In a remarkable action yesterday, Attorney General Eric Holder declared that the “most straightforward reading” of Title VII’s bar on discrimination “because of … sex”—indeed, the “plain meaning” of its text—is that it bars discrimination “based on gender identity, including transgender status,” and that DOJ will henceforth adopt that reading.
In a fog of wordplay divorced from any plausible account of the original meaning of Title VII, Holder asserts that “Title VII’s prohibition against discrimination ‘because of … sex’ encompasses discrimination founded on sex-based considerations, including discrimination based on an employee’s transitioning to, or identifying as, a different sex altogether.” (Emphasis added.)

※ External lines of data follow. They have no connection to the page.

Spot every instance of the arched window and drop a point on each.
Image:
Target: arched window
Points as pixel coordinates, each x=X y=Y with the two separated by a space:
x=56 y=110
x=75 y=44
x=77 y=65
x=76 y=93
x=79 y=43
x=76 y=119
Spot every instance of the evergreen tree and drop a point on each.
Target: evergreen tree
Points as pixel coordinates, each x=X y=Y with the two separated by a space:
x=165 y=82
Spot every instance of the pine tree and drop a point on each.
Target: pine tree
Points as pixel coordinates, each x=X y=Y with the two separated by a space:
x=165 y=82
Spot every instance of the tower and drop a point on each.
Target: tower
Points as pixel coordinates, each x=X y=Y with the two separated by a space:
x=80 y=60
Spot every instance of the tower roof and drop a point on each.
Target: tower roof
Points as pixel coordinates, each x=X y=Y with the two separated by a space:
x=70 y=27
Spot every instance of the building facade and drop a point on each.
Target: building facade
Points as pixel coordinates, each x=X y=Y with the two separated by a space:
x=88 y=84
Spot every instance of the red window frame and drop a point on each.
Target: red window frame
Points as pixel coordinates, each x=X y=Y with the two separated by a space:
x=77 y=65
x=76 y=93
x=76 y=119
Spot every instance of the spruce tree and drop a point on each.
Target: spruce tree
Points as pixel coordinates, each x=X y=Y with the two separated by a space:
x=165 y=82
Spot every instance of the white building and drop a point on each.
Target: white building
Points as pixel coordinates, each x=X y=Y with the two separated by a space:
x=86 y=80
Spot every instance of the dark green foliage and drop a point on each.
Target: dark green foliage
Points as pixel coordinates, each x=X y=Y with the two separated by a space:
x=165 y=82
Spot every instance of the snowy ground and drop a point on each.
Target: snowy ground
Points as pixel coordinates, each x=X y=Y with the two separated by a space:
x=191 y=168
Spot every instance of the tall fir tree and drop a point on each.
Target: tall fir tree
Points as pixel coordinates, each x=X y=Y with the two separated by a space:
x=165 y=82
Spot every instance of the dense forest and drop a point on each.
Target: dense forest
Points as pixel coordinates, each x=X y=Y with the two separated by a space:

Holder’s reference to “a different sex” is badly confused and odd. A man who identifies as a woman—yes, even a man who butchers and drugs himself to appear more like a woman—is still a man. Indeed, when anyone points out this elementary biological reality, transgender activists insist that gender is fundamentally different from sex.
Holder states that the federal government’s “approach to this issue has … evolved over time.” (Emphasis added.) That’s his way of acknowledging that his position is directly contrary to the position that DOJ had previously taken. As Christian Adams points out, Holder is instead following the dubious lead of the reckless adventurists at the EEOC. And while Holder states that “courts have reached varying conclusions” on the issue, his citations reveal that he’s adopting the position taken by a federal district judge over that taken by a federal court of appeals.

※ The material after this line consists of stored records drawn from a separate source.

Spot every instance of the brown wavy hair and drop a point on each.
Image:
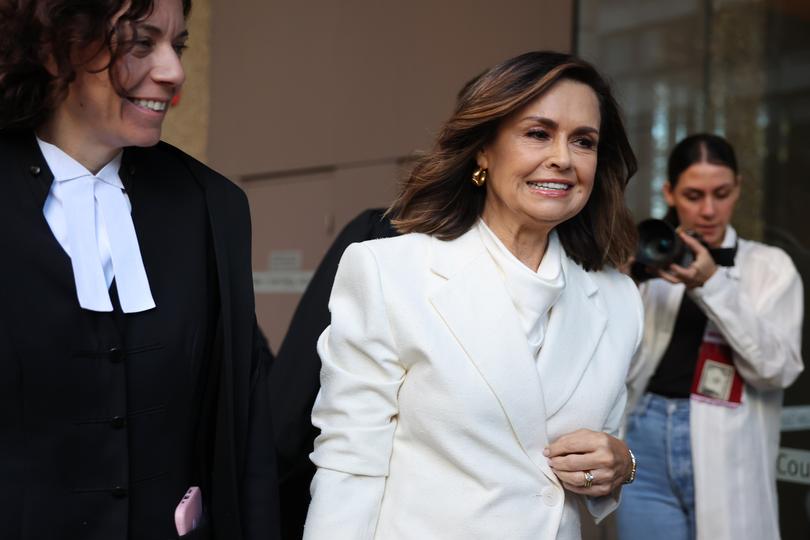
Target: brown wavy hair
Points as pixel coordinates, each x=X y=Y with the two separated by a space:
x=439 y=199
x=38 y=34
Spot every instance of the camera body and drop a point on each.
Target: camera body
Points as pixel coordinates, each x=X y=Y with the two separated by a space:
x=660 y=246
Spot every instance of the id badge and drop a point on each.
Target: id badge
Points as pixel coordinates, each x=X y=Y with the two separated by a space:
x=716 y=378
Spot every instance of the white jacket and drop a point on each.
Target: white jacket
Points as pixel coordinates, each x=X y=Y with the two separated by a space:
x=433 y=417
x=757 y=305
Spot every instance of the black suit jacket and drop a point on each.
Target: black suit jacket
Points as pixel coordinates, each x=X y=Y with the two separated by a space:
x=295 y=379
x=235 y=456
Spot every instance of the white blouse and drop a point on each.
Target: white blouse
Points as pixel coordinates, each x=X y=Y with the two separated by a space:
x=532 y=293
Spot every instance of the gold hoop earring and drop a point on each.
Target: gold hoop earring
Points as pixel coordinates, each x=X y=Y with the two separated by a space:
x=479 y=177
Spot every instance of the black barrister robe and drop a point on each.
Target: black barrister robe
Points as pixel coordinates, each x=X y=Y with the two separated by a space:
x=82 y=454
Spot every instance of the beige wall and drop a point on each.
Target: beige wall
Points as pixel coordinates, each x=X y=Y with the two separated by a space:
x=314 y=104
x=186 y=125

One controversy that long divided advocates of the bill titled the Employment Non-Discrimination Act, or ENDA, was whether the bill’s prohibitions on discrimination on the basis of sexual orientation should be extended to prohibit discrimination on the basis of gender identity. Under Holder’s cross-dressing reading of Title VII, that controversy was pointless because Title VII’s “plain meaning” already bars discrimination based on gender identity. Indeed, if Title VII broadly bars discrimination “founded on sex-based considerations,” I don’t see why Holder isn’t also contending that Title VII’s plain meaning bars discrimination based on sexual orientation. But that may just be the next lawless surprise in the offing.